One of the recent news warnings about the status of the U.S. dollar was the continuing slash of U.S. Treasury securities holdings by mainland China. It’s latest holding in January was US$859.4 billion, a year-over-year drop of 17 percent compared with that of US$1,033.8 billion in January 2022. Seventeen percent is undoubtedly a significant decline compared to the overall total of 3.3 percent fall. Yet there are reasons justifying this: China exports fell by ten percent at the end of end-2022, with foreign sell-off of China sovereign bonds and other outflows, that 17 percent was explainable.
Regardless of the reasons behind it, did China’s reduction of U.S. Treasury securities impact the total amount? From the accompanying chart, one can see the answer is a crystal clear “No.” Since 2014, not long after Xi became the leader, China has been underweighting U.S. Treasury securities. But an interesting observation is that such a downtrend is linear in most of the early years and then declines more quickly since 2021. To those familiar with China’s data, this is precisely the trend of GDP growth so the story can go without conspiracy.
There has always been a story about China’s underweighting in U.S. dollars. But think carefully about it; what else is there to switch to? The euro is already undertaking a similar campaign as the dollar. Gold is unlikely, as there is probably not much gold for China to buy. Anyone who thinks twice would realize that China cannot easily diversify its reserve holdings. We might not have to complicate things but accept that China is earning less forex and having more outflows, so it is reducing its U.S. Treasury securities to compensate.

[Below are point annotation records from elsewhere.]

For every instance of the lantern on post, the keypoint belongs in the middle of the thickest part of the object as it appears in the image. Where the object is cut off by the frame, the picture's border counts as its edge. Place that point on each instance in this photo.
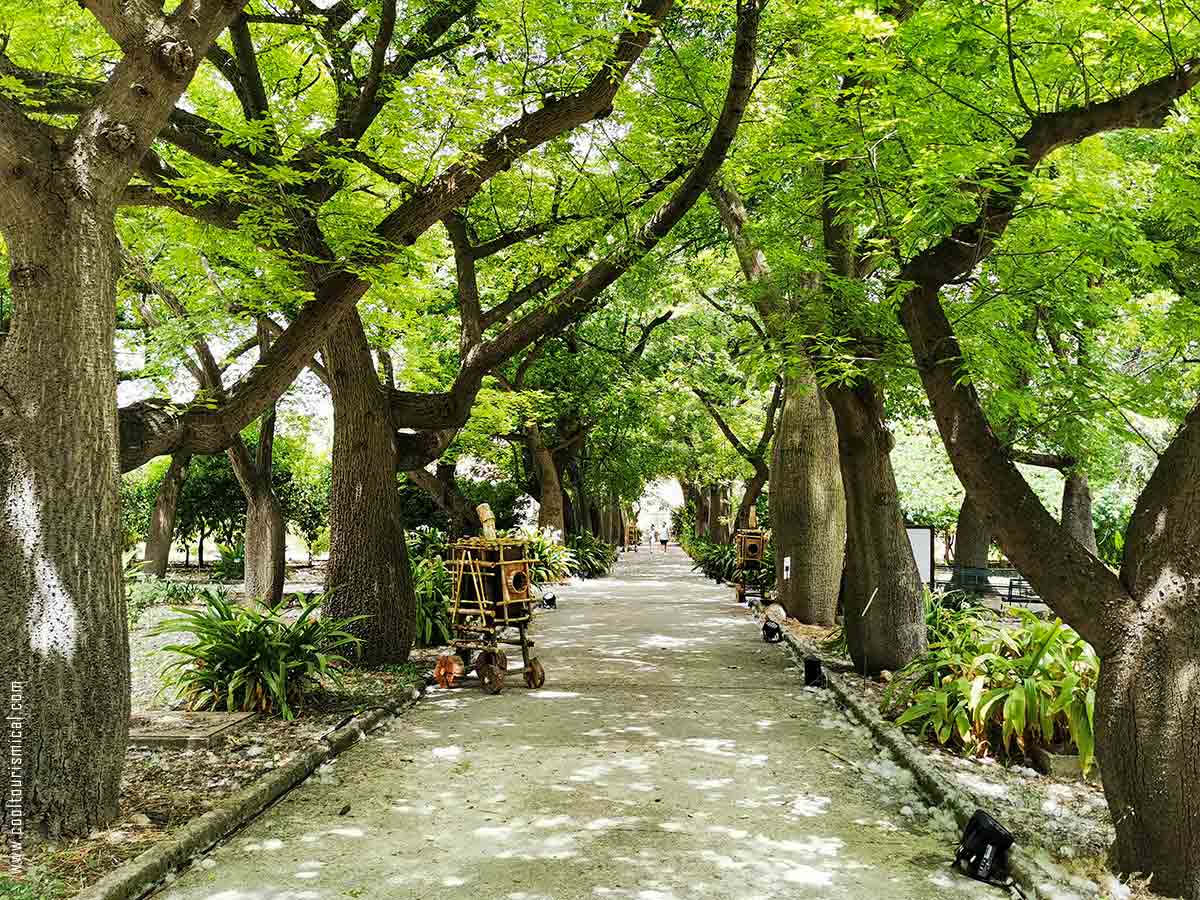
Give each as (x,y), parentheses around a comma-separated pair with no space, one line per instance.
(751,552)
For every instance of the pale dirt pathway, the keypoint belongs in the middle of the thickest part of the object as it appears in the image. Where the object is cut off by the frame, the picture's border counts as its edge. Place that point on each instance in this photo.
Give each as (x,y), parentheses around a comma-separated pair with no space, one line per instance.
(669,756)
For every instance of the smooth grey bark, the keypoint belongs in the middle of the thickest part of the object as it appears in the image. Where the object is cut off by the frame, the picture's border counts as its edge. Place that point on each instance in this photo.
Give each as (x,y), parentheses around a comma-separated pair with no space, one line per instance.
(1077,510)
(65,637)
(701,525)
(443,489)
(719,514)
(750,497)
(1144,622)
(808,513)
(162,522)
(972,541)
(885,612)
(64,605)
(551,513)
(265,529)
(369,571)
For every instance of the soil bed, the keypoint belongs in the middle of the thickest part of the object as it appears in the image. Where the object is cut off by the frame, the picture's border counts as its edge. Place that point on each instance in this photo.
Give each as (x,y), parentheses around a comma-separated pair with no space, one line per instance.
(1067,819)
(162,790)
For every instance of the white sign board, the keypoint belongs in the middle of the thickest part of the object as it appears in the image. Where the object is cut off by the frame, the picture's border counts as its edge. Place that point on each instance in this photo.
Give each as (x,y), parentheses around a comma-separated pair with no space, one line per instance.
(922,540)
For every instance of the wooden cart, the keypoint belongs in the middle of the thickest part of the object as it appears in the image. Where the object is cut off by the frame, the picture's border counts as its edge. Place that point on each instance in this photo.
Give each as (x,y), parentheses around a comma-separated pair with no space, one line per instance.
(491,607)
(751,545)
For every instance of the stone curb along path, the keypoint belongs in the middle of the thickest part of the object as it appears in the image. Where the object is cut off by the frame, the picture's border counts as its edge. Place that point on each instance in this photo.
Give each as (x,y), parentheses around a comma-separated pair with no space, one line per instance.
(147,870)
(1030,875)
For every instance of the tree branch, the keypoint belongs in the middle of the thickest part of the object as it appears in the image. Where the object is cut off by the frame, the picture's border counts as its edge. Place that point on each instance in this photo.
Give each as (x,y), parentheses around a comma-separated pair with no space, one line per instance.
(1073,581)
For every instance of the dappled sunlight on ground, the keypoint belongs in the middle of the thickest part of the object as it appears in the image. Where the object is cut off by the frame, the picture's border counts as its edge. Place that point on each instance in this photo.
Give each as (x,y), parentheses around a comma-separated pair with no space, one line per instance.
(671,755)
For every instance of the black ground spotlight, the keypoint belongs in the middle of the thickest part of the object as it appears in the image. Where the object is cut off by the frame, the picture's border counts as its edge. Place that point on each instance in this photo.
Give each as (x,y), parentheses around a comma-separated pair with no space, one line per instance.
(983,851)
(814,676)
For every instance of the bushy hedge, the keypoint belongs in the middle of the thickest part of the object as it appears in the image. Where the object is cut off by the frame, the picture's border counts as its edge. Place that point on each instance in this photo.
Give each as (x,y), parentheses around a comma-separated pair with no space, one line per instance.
(253,657)
(990,687)
(593,557)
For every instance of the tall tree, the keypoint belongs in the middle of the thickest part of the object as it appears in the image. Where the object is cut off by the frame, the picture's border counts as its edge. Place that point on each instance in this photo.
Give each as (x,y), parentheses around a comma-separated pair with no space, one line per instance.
(1141,621)
(59,526)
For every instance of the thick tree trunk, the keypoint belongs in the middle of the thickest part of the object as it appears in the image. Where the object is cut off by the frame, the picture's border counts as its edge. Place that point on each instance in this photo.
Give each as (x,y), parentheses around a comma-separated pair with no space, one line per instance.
(369,571)
(550,510)
(885,607)
(702,495)
(719,514)
(569,525)
(583,507)
(162,525)
(265,546)
(1147,745)
(808,513)
(750,498)
(65,649)
(1077,510)
(972,541)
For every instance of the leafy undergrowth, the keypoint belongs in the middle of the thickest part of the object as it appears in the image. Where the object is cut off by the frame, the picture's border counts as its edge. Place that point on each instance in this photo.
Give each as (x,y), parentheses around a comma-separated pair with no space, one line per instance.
(1065,822)
(162,790)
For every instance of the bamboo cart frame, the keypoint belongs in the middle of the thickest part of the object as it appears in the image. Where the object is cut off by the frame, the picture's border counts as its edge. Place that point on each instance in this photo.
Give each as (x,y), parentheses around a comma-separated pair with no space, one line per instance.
(751,546)
(492,598)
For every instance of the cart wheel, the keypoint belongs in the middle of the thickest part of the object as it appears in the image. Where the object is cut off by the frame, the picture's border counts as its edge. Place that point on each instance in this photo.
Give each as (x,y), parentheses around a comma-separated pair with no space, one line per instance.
(448,671)
(535,676)
(495,658)
(491,679)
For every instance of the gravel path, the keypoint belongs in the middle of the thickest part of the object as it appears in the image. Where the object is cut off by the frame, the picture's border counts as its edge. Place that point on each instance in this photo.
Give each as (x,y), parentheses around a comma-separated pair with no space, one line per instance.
(670,755)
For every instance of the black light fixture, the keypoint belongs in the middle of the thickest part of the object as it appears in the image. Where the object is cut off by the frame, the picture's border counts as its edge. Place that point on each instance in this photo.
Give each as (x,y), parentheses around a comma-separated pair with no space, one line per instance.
(983,851)
(814,676)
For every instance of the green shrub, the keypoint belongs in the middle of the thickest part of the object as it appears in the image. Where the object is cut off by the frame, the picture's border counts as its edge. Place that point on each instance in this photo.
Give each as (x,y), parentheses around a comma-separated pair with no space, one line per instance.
(144,591)
(232,564)
(433,586)
(552,562)
(715,561)
(253,658)
(593,557)
(989,685)
(427,541)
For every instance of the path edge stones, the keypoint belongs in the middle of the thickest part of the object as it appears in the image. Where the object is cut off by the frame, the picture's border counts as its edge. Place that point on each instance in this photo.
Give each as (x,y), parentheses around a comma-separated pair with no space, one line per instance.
(1031,876)
(147,870)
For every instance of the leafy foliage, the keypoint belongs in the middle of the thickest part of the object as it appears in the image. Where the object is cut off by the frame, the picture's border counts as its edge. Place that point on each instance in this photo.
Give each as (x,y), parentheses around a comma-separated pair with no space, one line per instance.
(232,563)
(552,562)
(253,658)
(988,685)
(593,557)
(144,591)
(433,586)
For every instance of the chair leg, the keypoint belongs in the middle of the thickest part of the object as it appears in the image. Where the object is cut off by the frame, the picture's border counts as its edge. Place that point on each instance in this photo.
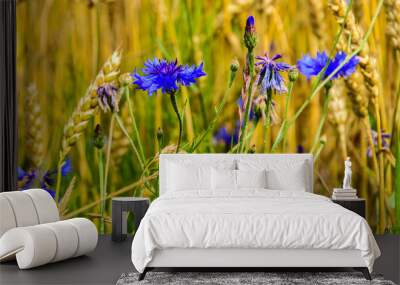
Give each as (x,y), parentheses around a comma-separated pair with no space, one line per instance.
(143,274)
(364,271)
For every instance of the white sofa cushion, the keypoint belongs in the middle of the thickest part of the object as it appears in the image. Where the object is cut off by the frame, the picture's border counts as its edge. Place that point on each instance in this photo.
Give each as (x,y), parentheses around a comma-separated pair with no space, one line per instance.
(292,175)
(224,179)
(31,232)
(251,178)
(292,179)
(40,244)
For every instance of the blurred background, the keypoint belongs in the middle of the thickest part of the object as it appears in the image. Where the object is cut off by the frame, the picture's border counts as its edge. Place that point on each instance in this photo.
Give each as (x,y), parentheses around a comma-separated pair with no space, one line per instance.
(63,44)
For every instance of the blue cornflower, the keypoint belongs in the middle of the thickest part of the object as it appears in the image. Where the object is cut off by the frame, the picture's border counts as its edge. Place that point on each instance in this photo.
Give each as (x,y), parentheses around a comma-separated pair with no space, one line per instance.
(46,181)
(242,108)
(228,138)
(107,98)
(270,77)
(313,66)
(166,75)
(25,179)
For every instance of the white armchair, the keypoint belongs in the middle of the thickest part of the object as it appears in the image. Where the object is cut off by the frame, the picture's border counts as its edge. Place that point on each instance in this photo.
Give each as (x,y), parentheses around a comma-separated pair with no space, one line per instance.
(31,230)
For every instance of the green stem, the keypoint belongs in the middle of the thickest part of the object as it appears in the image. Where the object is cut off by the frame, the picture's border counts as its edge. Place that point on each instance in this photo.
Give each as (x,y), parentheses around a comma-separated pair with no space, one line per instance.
(250,67)
(218,111)
(135,128)
(102,190)
(288,99)
(59,177)
(242,141)
(267,122)
(321,122)
(109,144)
(397,182)
(175,106)
(121,125)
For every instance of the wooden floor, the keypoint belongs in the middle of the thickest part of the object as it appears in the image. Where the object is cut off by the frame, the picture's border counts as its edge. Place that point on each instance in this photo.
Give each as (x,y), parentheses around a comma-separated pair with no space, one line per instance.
(111,259)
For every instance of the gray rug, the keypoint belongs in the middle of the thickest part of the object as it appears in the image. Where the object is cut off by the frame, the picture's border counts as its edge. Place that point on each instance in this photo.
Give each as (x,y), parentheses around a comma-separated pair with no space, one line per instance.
(243,278)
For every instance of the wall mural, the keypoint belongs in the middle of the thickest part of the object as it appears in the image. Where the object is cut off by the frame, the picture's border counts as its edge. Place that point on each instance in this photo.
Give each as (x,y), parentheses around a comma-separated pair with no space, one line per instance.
(105,86)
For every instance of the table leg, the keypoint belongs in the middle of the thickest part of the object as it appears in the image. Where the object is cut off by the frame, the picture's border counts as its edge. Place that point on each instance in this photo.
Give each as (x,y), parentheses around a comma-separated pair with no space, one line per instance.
(117,222)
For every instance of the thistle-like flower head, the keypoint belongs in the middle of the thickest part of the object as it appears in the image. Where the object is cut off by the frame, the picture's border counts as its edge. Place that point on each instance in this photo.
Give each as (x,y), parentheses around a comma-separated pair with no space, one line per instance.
(98,137)
(270,77)
(46,180)
(310,66)
(166,75)
(107,98)
(228,138)
(250,37)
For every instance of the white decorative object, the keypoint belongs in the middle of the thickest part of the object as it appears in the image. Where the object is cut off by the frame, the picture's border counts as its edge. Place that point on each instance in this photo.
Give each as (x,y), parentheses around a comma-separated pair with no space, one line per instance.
(347,174)
(31,231)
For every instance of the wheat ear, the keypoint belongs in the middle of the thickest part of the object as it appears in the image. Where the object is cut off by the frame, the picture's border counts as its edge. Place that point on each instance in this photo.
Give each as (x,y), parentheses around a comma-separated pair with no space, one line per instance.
(34,129)
(86,109)
(354,33)
(317,19)
(369,71)
(88,104)
(392,11)
(338,115)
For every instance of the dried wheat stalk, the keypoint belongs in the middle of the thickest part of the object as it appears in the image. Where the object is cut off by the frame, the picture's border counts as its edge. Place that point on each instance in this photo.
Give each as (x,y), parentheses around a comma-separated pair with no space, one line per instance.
(317,19)
(88,104)
(338,114)
(353,32)
(35,130)
(392,11)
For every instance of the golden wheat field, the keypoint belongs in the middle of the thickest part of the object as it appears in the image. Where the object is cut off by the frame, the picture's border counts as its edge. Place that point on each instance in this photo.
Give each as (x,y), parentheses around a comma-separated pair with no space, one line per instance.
(84,153)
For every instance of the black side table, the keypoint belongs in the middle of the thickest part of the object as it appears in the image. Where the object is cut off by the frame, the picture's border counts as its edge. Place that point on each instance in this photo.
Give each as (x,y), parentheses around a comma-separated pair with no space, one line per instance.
(355,205)
(120,208)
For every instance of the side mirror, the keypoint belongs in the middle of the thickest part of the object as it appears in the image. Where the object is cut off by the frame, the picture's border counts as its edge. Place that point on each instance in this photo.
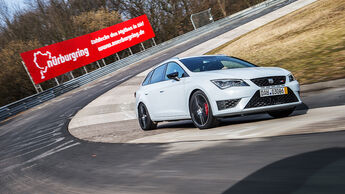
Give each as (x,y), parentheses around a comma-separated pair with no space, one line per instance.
(173,76)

U.S. Treasury securities’ total foreign holdings have increased over the past decade. The actual reason is inflation. All central banks have been printing money aggressively in the quantitative easing era, the United States is no exception. It is natural to see the absolute amount of money (treasury holdings) increasing over time. The visually linear uptrend of the total suggests it is likely no structural change to the attractiveness of treasury securities; otherwise, we should have observed a turnaround.
It is interesting to see the breakdown. While China, the second largest holder, has been holding less, others are not. The largest holder, Japan, has been holding a stable amount for over a decade. Most other European countries, including the UK, the third largest holder, have been overweighting. The holding remains flat even for countries that China is getting close to, like Saudi Arabia. Simple counting shows the proportions of countries overweighting and underweighting U.S. Treasury securities over the past year (from January 2022 to January 2023 are roughly equal.
The overall trend seems related less to yield and more to the strength of the dollar. The 10-year securities yield declined between 2009 and 2019, then increased from 2020 to now. The dollar index rose from its lowest point of 70+ in 2009 to over 100 in recent years.